The doctor, frowning, lowered my gown and shot a stoic glare at the upper part of my torso. Then the doctor looked at me, almost confused, and replied:
The doctor, frowning, lowered my gown and shot a stoic glare at the upper part of my torso. Then the doctor looked at me, almost confused, and replied:
"Do you have breasts? Yes. Will they be able to feed your babies? Yes. What other questions might you have?"
"I...guess that's it." I replied feebly.
"Great. When you're ready to go, you can speak to Mindy at the front to pick up your prescription."
She leaves the room. I am left alone, naked, digesting her words.
Would this response satisfy you?
It should. Doctors are supposed to know what they're talking about.
No one can ever know what you're feeling. Not even a man who studied everything about what it is to be physically human for 12 years.
Psychology says that girls who develop too early also develop low self-esteem. Proven.
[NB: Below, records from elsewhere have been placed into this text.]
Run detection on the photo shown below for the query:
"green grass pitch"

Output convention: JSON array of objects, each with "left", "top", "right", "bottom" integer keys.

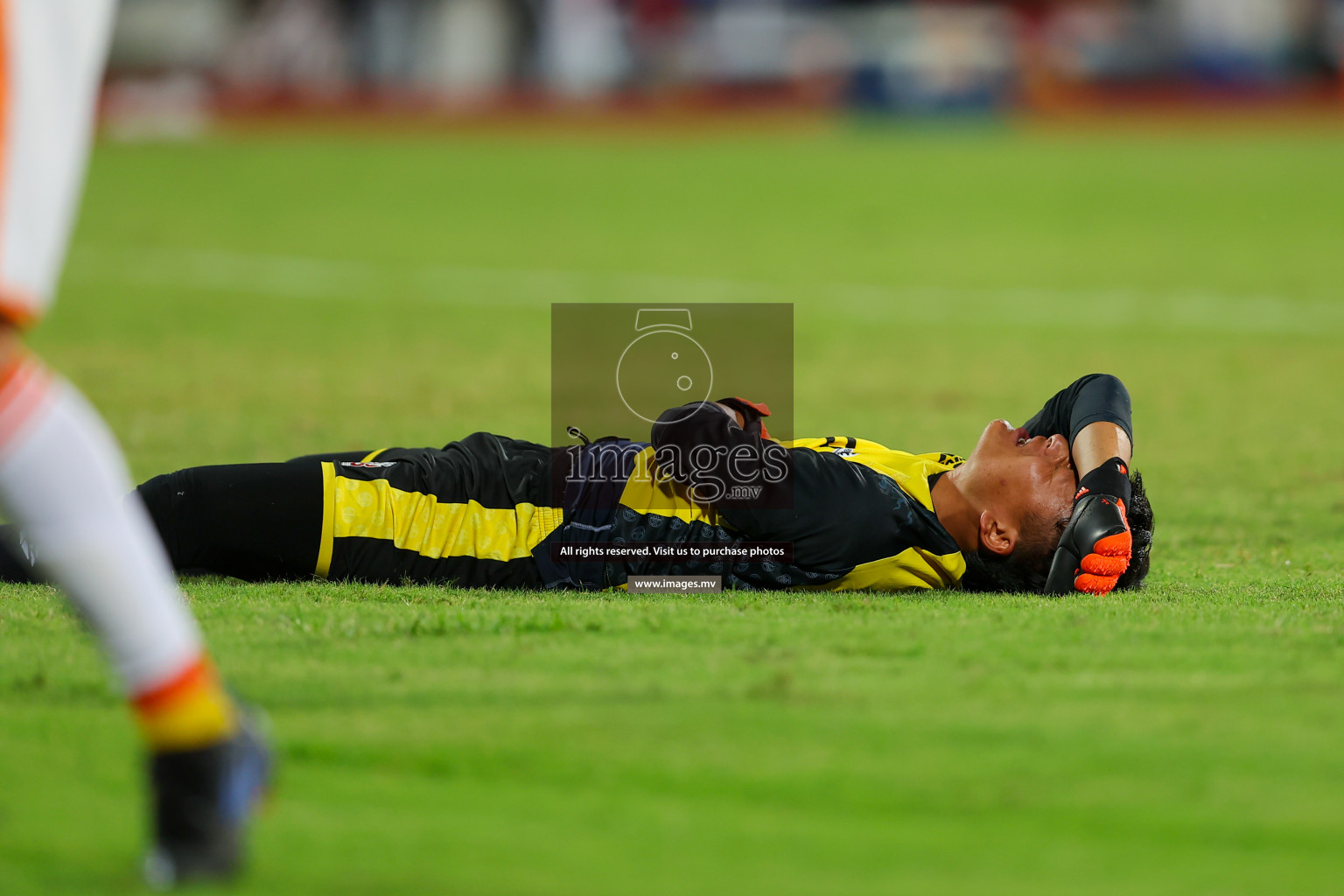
[{"left": 0, "top": 126, "right": 1344, "bottom": 896}]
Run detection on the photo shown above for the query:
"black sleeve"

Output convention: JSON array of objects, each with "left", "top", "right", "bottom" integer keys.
[{"left": 1027, "top": 374, "right": 1134, "bottom": 444}]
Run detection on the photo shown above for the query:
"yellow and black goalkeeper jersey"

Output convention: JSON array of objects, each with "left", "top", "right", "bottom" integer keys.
[
  {"left": 316, "top": 432, "right": 965, "bottom": 590},
  {"left": 316, "top": 374, "right": 1133, "bottom": 590}
]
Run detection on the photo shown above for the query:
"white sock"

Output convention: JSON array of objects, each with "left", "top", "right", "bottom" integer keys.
[{"left": 0, "top": 359, "right": 201, "bottom": 696}]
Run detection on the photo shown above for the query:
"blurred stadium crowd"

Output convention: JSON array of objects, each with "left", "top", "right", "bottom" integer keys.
[{"left": 111, "top": 0, "right": 1344, "bottom": 126}]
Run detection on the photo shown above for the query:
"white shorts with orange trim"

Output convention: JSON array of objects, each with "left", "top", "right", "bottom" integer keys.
[{"left": 0, "top": 0, "right": 117, "bottom": 326}]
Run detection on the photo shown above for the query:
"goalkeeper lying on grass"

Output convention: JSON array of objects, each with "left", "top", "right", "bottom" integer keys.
[{"left": 0, "top": 374, "right": 1152, "bottom": 594}]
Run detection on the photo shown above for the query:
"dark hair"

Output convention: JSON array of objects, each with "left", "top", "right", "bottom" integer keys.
[
  {"left": 961, "top": 470, "right": 1153, "bottom": 594},
  {"left": 961, "top": 516, "right": 1068, "bottom": 594}
]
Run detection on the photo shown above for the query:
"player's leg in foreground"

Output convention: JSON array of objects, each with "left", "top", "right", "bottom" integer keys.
[{"left": 0, "top": 0, "right": 269, "bottom": 883}]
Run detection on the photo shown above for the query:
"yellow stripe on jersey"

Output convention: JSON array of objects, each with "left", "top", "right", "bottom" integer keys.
[
  {"left": 621, "top": 444, "right": 719, "bottom": 525},
  {"left": 822, "top": 548, "right": 966, "bottom": 592},
  {"left": 782, "top": 438, "right": 963, "bottom": 510},
  {"left": 313, "top": 461, "right": 336, "bottom": 579},
  {"left": 329, "top": 475, "right": 564, "bottom": 560}
]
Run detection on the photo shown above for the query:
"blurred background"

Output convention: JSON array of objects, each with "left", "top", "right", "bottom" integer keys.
[{"left": 108, "top": 0, "right": 1344, "bottom": 137}]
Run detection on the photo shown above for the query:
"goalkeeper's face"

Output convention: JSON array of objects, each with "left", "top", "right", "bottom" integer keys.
[{"left": 965, "top": 421, "right": 1078, "bottom": 545}]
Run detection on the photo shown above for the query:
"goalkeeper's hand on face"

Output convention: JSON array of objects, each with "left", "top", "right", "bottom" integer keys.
[{"left": 1046, "top": 457, "right": 1133, "bottom": 594}]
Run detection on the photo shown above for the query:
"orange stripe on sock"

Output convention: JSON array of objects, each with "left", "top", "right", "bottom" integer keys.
[
  {"left": 0, "top": 352, "right": 51, "bottom": 450},
  {"left": 132, "top": 657, "right": 238, "bottom": 751},
  {"left": 132, "top": 657, "right": 216, "bottom": 712}
]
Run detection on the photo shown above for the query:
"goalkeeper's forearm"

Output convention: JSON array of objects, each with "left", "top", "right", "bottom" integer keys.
[{"left": 1068, "top": 421, "right": 1133, "bottom": 480}]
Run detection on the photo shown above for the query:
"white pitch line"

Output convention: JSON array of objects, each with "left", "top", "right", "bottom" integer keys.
[{"left": 70, "top": 246, "right": 1344, "bottom": 334}]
It also says that girls who develop too late can live a similar fate. Experienced.
Do you remember those days when you used to stay up as long as possible on Christmas Eve in hopes of seeing Santa Claus? The desperate memories of relentless stake-outs on the living room floor, right next to the Christmas tree? I'd wait, too.
After fighting an impossible war, we'd fall asleep, but it was okay. In the morning we'd awake to the presents we were expecting.
My life has been a series of waking up, time after time, to nothing.
How many people can be embarrassed to shower with no one around?
________________________
I wrote this at a point in my life where my relationships were changing quicker than my body was. I was insecure about my breasts. Rest assured, I stopped giving a fuck eventually. About my breasts. I've learned that often, feelings/emotions/thoughts that linger for too long in your head are a little like matter in the respect that they don't come out of thin air. They are formed from previous musings, and after they leave, they turn into others, unless they're dealt with forwardly. Accept yourself. Look in the mirror for as long as it takes and come to agree that you've been born into this shell and it's your job to take care of it, not to bash or be ashamed of it. So I have smaller breasts than most women. That's perfectly fine. A lot of us don't even know what normal breasts look like, and I promise you, very few have breasts to boast about. Blame television. Blame the invention of bras--they're literally a mold we have to fit into. At an extreme, you can even blame yourself for falling for the 'picture of perfect' that you've come to learn, because it isn't realistic. It isn't real. You are.